1) Aromaticity - I realize this may not appear directly on the test (without the use of a passage but still nice to know). Im still confused as to when a heterocyclic ring can have an atom, such as nitrogen, donate its lone pair or not to the delocalized pi system. For example, pyrrole and pyridine. Pyridine does not donate its lone pair because its perpendicular to the p-orbitals around the ring whereas for pyrrole its not. While this may make sense to some of you, it is Greek to me. How do you know that the nitrogen in pyridine is perpendicular to begin with? This has always been a source of confusion.

2) Common transition metal ions - I think we're supposed to know that iron forms Iron(II) and Iron(III) and that Cu forms Cu(II) and Cu(III) and that Zn forms Zn(II), Ag forms Ag+, . Also, I just discovered that Ni forms Ni(II). What other transition state ions are we supposed to have memorized? Is there some rule I can use to figure out which ions they will readily form (e.g. in solution) or is this pure memorization now.

3) Equilibrium constants - Say we have A + B -> C + D. Keq then = [D][C]/[A]. If we add some more A to the system what happens to the concentrations? By Le Chatlier's principle, more C and D are going to be formed which increases the numerator, but then that means the denominator will be decreased thus increasing Keq?? This contradicts what we've been taught (assuming this is all at constant temperature). What is going on with the individual concentrations of A, B, C, and D while maintaining a constant Keq?

That's it for now. Thanks!

 

[mdsquared]

Since I have not taken organic yet I will only try to answer question 3. To see which way the reaction will shift you need to know K, and the concentration of A, B, C, & D. Then you do Q=[C][D]/[A] (plug in the concentrations), if Q>K then the reaction will shift to the left to maintain equilibrium, if Q<K then the reaction will shift to the right.

Keq then = [D][C]/[A]. If we add some more A to the system what happens to the concentrations? By Le Chatlier's principle, more C and D are going to be formed which increases the numerator, but then that means the denominator will be decreased thus increasing Keq??

If you add more A to the system the denominator gets bigger and K will be less. If K decreases then Q>K and the reaction will shift away from the products side to the reactants.
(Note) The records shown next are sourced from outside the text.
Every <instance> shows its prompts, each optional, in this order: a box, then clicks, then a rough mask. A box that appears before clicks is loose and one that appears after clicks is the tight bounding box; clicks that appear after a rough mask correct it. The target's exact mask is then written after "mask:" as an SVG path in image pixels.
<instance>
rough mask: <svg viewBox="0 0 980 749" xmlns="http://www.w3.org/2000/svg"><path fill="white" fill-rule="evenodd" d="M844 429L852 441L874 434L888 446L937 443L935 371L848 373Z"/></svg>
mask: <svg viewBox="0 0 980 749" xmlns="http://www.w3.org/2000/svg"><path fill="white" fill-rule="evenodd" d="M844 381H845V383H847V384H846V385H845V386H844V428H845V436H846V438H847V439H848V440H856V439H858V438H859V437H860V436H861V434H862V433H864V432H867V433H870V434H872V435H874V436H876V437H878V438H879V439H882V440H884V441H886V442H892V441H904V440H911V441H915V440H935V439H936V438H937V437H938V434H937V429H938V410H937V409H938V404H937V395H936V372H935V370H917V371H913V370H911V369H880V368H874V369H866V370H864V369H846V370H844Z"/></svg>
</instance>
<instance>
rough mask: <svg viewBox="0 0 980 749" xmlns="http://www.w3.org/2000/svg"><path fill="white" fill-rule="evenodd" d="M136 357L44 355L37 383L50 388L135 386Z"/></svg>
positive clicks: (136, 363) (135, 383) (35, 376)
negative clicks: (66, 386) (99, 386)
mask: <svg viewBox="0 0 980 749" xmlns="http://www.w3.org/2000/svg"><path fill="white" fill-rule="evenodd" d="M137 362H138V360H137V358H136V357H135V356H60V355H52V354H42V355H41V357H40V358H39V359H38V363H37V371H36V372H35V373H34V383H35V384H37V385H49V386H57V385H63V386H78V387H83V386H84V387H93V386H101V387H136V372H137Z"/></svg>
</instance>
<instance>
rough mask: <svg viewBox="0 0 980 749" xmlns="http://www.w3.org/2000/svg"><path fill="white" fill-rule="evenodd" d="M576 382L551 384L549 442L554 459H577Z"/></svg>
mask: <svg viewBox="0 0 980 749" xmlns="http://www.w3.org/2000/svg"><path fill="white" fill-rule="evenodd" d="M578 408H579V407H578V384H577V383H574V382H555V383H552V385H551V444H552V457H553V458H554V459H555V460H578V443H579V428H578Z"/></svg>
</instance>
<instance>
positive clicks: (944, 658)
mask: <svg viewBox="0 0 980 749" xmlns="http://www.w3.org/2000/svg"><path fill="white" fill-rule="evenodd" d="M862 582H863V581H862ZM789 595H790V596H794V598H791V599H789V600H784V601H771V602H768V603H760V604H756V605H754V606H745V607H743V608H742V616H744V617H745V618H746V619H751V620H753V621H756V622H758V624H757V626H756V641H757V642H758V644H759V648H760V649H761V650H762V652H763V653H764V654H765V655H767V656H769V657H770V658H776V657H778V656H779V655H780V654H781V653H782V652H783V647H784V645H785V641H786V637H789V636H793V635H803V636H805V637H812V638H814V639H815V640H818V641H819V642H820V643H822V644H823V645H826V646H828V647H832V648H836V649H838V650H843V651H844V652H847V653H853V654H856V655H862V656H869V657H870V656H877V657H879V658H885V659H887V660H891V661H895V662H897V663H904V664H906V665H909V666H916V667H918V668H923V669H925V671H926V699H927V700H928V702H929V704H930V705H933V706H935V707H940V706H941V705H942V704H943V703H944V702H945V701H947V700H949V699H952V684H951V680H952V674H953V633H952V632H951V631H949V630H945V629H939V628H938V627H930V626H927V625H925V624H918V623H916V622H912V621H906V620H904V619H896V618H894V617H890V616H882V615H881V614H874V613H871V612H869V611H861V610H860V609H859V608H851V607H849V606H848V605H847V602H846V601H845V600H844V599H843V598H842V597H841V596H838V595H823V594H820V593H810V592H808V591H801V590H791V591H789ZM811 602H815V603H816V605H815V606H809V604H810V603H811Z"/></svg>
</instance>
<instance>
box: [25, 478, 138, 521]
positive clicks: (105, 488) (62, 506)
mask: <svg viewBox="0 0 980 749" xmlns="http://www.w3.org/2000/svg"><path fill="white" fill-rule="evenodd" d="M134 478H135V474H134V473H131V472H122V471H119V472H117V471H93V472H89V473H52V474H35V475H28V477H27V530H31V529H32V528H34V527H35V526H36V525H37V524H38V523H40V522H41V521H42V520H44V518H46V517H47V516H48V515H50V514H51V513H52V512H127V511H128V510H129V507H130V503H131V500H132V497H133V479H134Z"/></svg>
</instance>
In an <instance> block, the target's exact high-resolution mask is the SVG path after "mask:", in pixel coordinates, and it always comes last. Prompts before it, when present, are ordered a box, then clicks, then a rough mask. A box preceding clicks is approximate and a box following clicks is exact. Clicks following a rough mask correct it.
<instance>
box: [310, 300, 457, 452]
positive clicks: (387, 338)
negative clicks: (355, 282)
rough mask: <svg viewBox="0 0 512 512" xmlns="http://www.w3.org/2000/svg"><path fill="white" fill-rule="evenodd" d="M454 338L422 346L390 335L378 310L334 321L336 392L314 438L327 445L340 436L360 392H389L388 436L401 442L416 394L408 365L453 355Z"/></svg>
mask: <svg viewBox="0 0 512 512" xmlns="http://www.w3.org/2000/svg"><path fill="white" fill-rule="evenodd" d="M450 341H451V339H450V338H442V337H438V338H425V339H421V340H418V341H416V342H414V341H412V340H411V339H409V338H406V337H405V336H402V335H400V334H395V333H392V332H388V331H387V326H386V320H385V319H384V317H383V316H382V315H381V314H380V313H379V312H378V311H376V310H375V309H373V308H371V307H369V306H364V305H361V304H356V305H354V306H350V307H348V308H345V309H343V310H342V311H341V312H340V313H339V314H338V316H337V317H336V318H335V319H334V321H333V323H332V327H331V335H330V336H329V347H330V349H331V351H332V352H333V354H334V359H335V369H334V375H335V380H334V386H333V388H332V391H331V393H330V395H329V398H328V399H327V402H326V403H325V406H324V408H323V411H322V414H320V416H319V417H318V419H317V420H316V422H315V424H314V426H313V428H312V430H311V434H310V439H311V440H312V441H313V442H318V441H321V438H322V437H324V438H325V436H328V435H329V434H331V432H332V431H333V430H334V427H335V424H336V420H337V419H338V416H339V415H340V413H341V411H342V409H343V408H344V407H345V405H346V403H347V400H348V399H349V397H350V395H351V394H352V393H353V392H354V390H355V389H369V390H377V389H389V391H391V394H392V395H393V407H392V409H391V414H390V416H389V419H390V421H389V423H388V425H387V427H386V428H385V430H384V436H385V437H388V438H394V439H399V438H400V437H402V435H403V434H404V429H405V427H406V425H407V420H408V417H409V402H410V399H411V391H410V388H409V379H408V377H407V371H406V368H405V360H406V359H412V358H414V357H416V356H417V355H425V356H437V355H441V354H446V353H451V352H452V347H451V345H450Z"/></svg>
I think this is correct, but the best way to get answers is to go to your professors and ask them.

 

[ExplodingBoy]

The whole concept of the orbital being parallel to the other p orbitals, or perpendicular to them can get confusing at first, so here is the easy way to think about it. (How I initially remembered it.)

Pyridine CANT donate it's lone pair, because that lone pair has gotta be in an sp2 hybridized orbital, which as you know, doesnt have anything to do with aromaticity. The only orbital that you are interested in is the p orbital. Since the N in pyridine is already has a pi bond, that means that its p orbital is used up, and all it has left is 3 sp2 orbitals.

The N in Pyrrole however, can donate. If the N is hybridized to sp2 in pyrrole, then it is going to have a spare p orbital, which those lone pair of electrons will be in. We know that all 3 of the sp2 orbitals are used up because the N has 3 sigma bonds around it. Since the lone pair is in that p orbital, they are free to run around the ring.

Just remember to imagine a flat ring, and at each atom that has a p orbital, the p orbital is perpendicular to the ring. Its stick straight up and down through it. The p orbitals of the ring then all kinda blend together above and below the ring, allowing any electrons in those p orbitals to zoom through the p orbital track.

fastest way to check is to see if the N already has a pi bond. if it does, its not going to be donating its lone pair.

hope that cleared things up...